EPA Delay with MACT Rules is Holding Up Renewables Projects

Date: January 22, 2010

Source: News Room

EPA's delays in proposing maximum achievable control technology (MACT) rules for boilers and incinerators, and in defining what materials are considered boiler fuel rather than incinerator waste, are causing companies to postpone major investments in renewable fuel plants including those that use wood waste. Facilities are more seriously considering switching to renewable energy sources, particularly in the face of looming first-time EPA climate change rules expected to be unfriendly to coal. Earlier this month, Georgia Power said that it was putting off the conversion of its coal-fueled Plant Mitchell in Albany, GA, to biomass until the EPA rules are better defined in April 2010. The power industry argues that the rule uncertainty is delaying investments during poor economic times when they are needed most while foregoing the related air quality improvements.

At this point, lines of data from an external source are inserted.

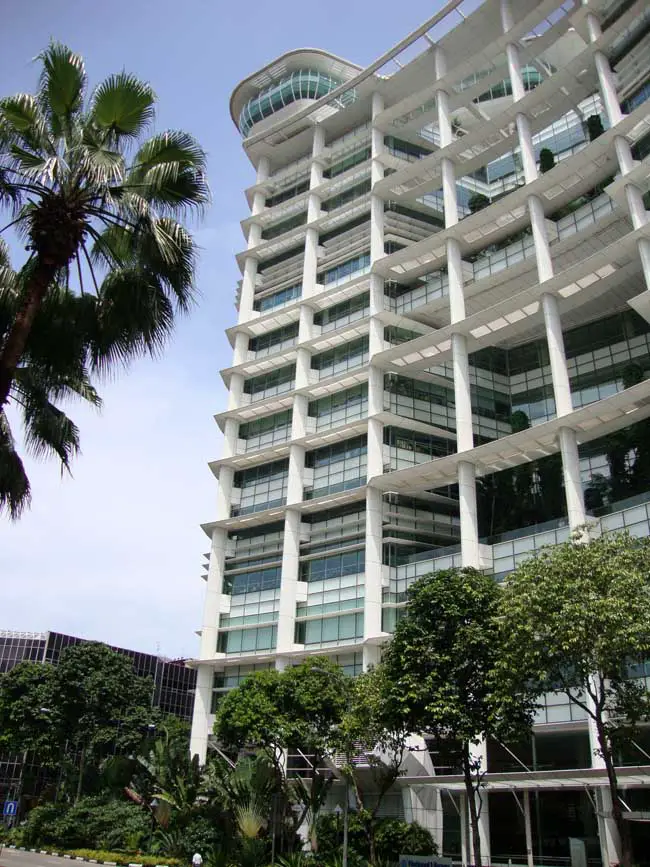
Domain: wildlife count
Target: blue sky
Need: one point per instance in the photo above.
(115, 552)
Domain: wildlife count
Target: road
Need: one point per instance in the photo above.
(13, 858)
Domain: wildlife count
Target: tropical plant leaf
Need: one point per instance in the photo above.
(62, 83)
(15, 493)
(123, 105)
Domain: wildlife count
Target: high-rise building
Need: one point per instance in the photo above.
(441, 358)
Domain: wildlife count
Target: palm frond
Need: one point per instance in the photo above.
(48, 429)
(134, 317)
(122, 106)
(169, 171)
(99, 163)
(15, 493)
(170, 251)
(62, 85)
(23, 122)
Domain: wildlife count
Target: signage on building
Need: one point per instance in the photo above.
(423, 861)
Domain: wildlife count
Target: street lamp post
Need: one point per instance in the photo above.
(346, 811)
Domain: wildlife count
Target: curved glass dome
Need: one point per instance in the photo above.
(301, 84)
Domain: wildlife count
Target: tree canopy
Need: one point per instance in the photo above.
(439, 672)
(575, 619)
(101, 212)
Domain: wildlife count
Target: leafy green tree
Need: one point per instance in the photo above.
(101, 703)
(372, 733)
(393, 838)
(28, 721)
(298, 708)
(440, 668)
(100, 210)
(575, 619)
(52, 369)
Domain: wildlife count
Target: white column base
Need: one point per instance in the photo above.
(469, 546)
(200, 715)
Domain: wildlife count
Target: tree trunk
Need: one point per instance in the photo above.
(82, 763)
(14, 346)
(372, 848)
(623, 828)
(471, 803)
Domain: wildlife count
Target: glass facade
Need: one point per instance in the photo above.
(352, 401)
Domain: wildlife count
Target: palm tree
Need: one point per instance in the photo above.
(99, 211)
(43, 378)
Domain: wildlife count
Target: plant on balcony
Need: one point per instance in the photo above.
(477, 202)
(594, 126)
(546, 160)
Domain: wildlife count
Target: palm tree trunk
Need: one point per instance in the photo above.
(623, 827)
(14, 346)
(471, 803)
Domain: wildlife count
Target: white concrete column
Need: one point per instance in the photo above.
(201, 712)
(460, 358)
(295, 477)
(230, 437)
(254, 236)
(626, 161)
(375, 426)
(310, 262)
(374, 568)
(259, 199)
(610, 841)
(479, 753)
(247, 293)
(305, 324)
(469, 547)
(555, 339)
(290, 575)
(236, 391)
(208, 646)
(299, 415)
(240, 352)
(465, 843)
(224, 492)
(375, 436)
(549, 303)
(303, 367)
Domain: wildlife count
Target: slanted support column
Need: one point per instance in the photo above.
(552, 321)
(374, 567)
(254, 235)
(240, 352)
(289, 580)
(310, 263)
(208, 646)
(375, 437)
(478, 752)
(610, 841)
(460, 356)
(230, 437)
(236, 391)
(626, 161)
(224, 492)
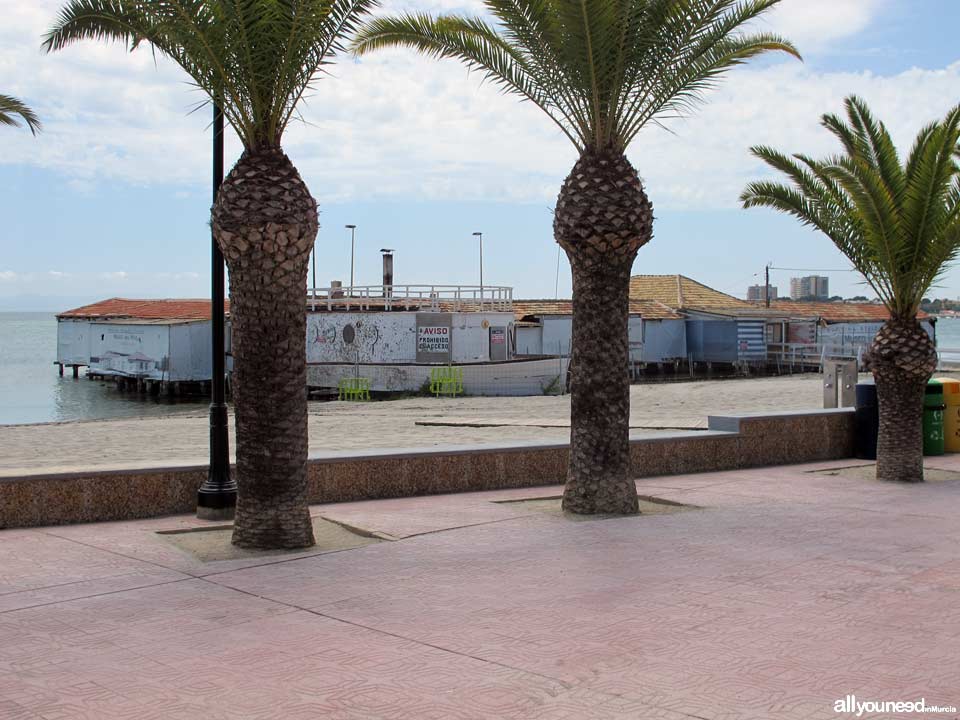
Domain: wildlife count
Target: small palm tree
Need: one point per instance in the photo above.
(14, 112)
(899, 224)
(601, 70)
(255, 59)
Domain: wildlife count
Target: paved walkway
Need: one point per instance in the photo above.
(414, 422)
(785, 591)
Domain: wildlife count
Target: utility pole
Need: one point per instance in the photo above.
(766, 291)
(217, 497)
(480, 235)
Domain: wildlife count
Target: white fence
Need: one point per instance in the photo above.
(436, 298)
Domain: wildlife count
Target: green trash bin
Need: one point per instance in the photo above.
(933, 408)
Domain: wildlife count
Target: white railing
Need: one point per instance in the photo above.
(952, 362)
(436, 298)
(805, 355)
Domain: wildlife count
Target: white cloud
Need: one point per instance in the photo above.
(814, 24)
(400, 125)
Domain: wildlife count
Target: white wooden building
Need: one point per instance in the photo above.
(155, 340)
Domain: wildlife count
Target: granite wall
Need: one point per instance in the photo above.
(731, 442)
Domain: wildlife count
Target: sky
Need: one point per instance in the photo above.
(113, 197)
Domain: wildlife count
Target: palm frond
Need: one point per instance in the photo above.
(899, 224)
(600, 70)
(14, 112)
(254, 58)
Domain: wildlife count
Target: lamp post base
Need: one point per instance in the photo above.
(205, 513)
(217, 497)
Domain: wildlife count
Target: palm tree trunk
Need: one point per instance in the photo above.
(599, 478)
(902, 358)
(602, 218)
(266, 222)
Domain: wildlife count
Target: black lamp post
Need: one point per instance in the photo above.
(353, 239)
(217, 497)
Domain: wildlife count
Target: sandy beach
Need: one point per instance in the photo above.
(414, 422)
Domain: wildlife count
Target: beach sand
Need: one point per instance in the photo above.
(412, 422)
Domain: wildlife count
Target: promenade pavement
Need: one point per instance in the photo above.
(783, 591)
(183, 438)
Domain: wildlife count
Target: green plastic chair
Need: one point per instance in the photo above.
(446, 380)
(353, 389)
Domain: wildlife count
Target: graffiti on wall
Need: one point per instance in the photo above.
(357, 337)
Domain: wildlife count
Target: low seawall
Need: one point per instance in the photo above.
(731, 442)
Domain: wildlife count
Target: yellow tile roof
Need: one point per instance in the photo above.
(649, 309)
(680, 292)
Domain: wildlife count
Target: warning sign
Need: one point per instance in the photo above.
(433, 339)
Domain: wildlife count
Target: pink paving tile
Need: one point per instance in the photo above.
(785, 592)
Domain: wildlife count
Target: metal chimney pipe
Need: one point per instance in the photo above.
(387, 271)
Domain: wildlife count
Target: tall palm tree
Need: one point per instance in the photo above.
(601, 70)
(256, 59)
(899, 224)
(13, 112)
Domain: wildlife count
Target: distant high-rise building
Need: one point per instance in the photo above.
(810, 287)
(757, 293)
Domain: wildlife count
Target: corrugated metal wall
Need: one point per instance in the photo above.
(712, 340)
(751, 343)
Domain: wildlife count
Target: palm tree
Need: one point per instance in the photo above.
(255, 59)
(10, 108)
(601, 70)
(899, 224)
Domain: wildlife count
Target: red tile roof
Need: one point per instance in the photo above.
(649, 309)
(116, 308)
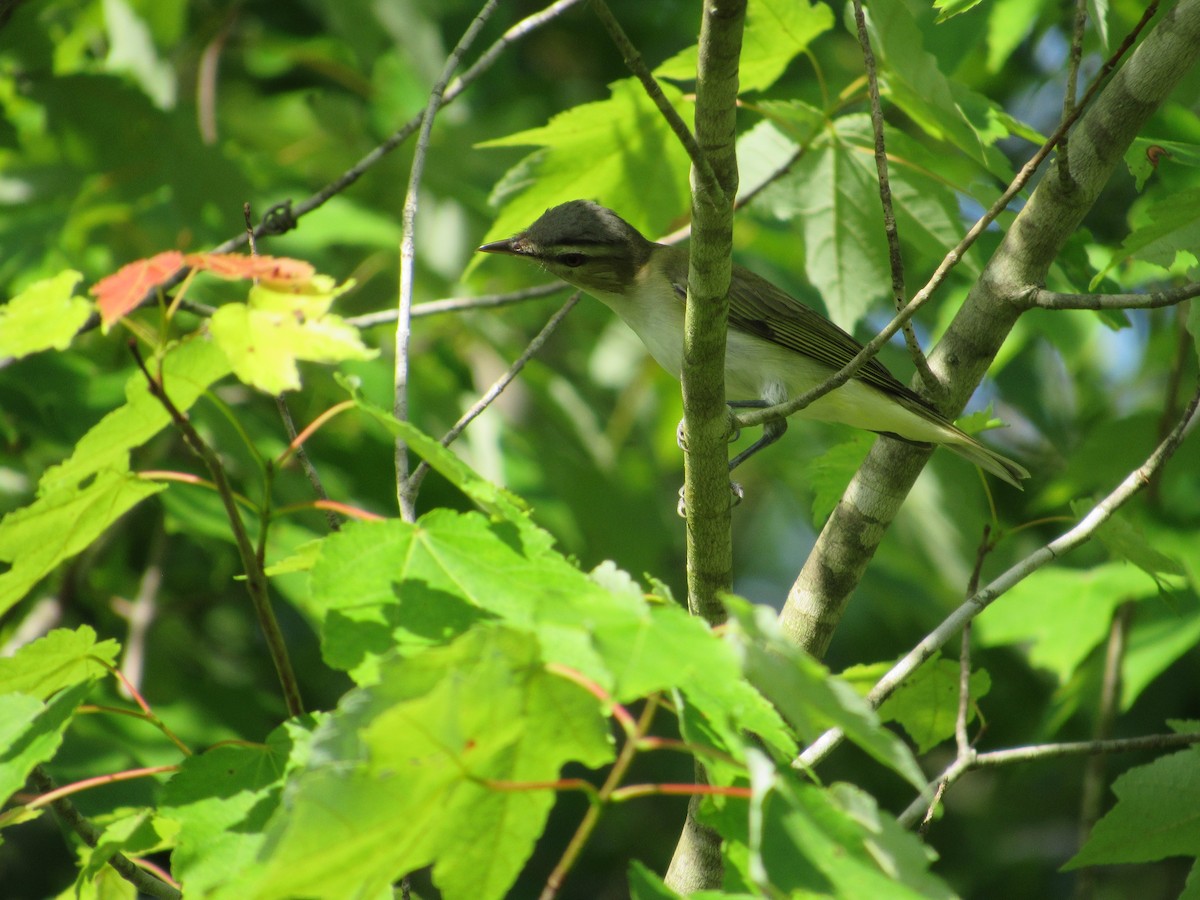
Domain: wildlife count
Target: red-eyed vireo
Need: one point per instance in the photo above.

Some projects could become unviable if EPA imposes a stringent waste definition that captures many renewables or if the upcoming MACT rules are too onerous. Current projects are faced with uncertainty over the pending EPA waste definition and whether converted facilities will be regulated under Clean Air Act section 112 as a boiler, or under the more stringent section 129 of the air act as an incinerator, as well as uncertainty about the stringency of EPA's pending boiler MACT. The industry does not know whether EPA will define materials such as tree waste, wood chips, corn husks, peanut shells, switch grass and tires as fuel or as waste.

EPA says it will likely propose its Clean Air Act definition of nonhazardous materials that are solid waste April 15, alongside proposals for the boiler MACT and commercial and industrial solid waste incinerator (CISWI) rules that face legal deadlines for issuance.